The word on everybody's lips is one that I've only become familiar with recently in the context of building a business. It's slightly clumsy and sounds a bit hippy-ish: ecosystem – the shared values and networks a business has with its key stakeholders. The better word that is more easily gained traction with is purpose.

Why do we embark on the businesses that we do, how do we create value to more than shareholders, how do we prove what we say we want to do actually gets done (big difference from most charities) and how do we let everyone know what it is we are doing?

And everyone's at it. Mark Zuckerberg recently gave an address to Harvard about it and Heineken recently released one of the most talked-about commercials of recent times with its "Open Your World" campaign which only features the product right at the end of a series of conversations between people who had previously unpleasant views of people of certain dispositions and the find the person they have inadvertently engaged with fall within the category of their ire.

The ad positions the beer as the enabler of a more harmonious world. The hope behind it is that people who share those values will develop a loyalty to it.

Historically I've had tussles with shareholders in the restaurants I've run about doing things they'd call "fluffy stuff" and yearned for the time to come when it could actually be proven to be good for business beyond a rise in reputation to be undertaking a wider obligation to the many disadvantaged communities around us.

A number of our customers at Roast tell our managers that they choose to dine there not just because we have a great location, food and service but for a variety of factors you wouldn't ordinarily imagine to be key considerations. Some say they dine with us because we hire ex-offenders, some because we have a three star rating with the Sustainable Restaurants Association, some – would you believe – because of the diversity of our workforce.
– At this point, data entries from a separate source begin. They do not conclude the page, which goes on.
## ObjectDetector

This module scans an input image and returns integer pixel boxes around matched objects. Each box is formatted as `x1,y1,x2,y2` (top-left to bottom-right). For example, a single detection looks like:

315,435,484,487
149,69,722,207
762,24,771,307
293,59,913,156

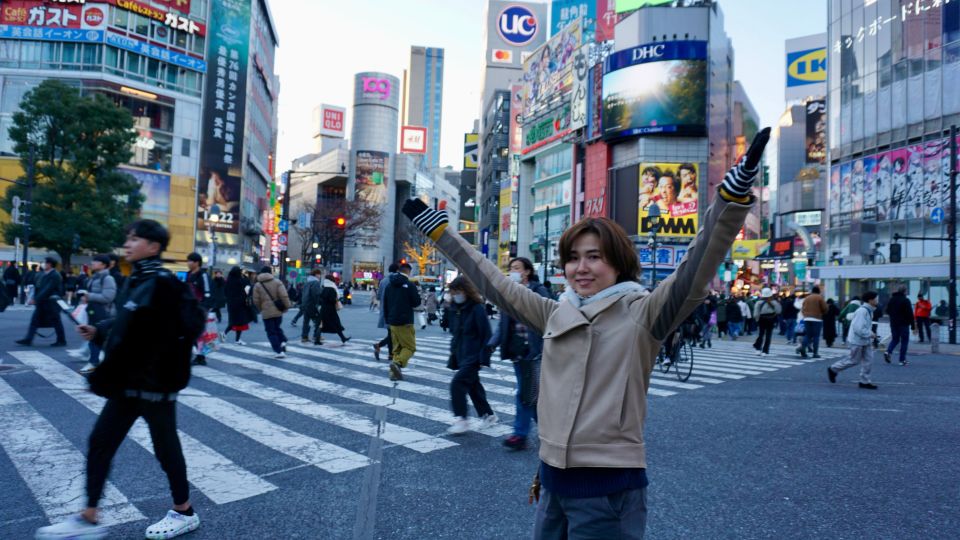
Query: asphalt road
0,293,960,539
Not only have consumers got better at complaining, but they have got better at making informed choices about which brands they choose to be affiliated with. The design agency The House has launched a magazine called Purpose and it's stacked with commercial case after commercial case of the benefit to businesses of looking beyond profit as the measure of success.

Indeed, it cites many examples of businesses which have since financial performance boosted by adopting more socially minded objectives and commitments.

Here are a few statistics: 65% of employees will got "the extra mile" if they work for an organisation with purpose (Calling Brands/YouGov), 80% of global executives believe a strong sense of purpose helps increase customer loyalty (Harvard Business Review) and my favourite – "meaningful brands" gain an average of 46% share on wallet of those that don't (Havas).

We're living in rapidly changing times. The rise of impact investment funds like Growth for Good set up by tech entrepreneur Martin Leuw actively seek out business to back which have core social outputs as well as healthy returns and they have more and more people wishing to follow on the back of the companies they choose to get involved with.

A private members club is being created in the heart of Mayfair which will only allow membership to people who have demonstrable social impacts in their businesses.

I've got impact/socially investors for my next project and I'm having conversations with them which would have seemed implausible or fanciful even a couple of years ago. They're saying to me that I should write a social charter into the articles of association, stipulating that even if commercial performance doesn't get off to a great start I mustn't let go of the social impact drivers. Who would have thought?

At the session of that conference I was speaking at, I repeated the point of my recent book that in the future, businesses – not charities or social enterprises – will deliver ever greater solutions to the world's problems. On reflection what I could have said, because the evidence is now all around us, because of purpose, the future of business is now.


Restaurateur Iqbal Wahhab OBE is the chair of Bounce Back and mentors ex-offenders wishing to start up their own businesses.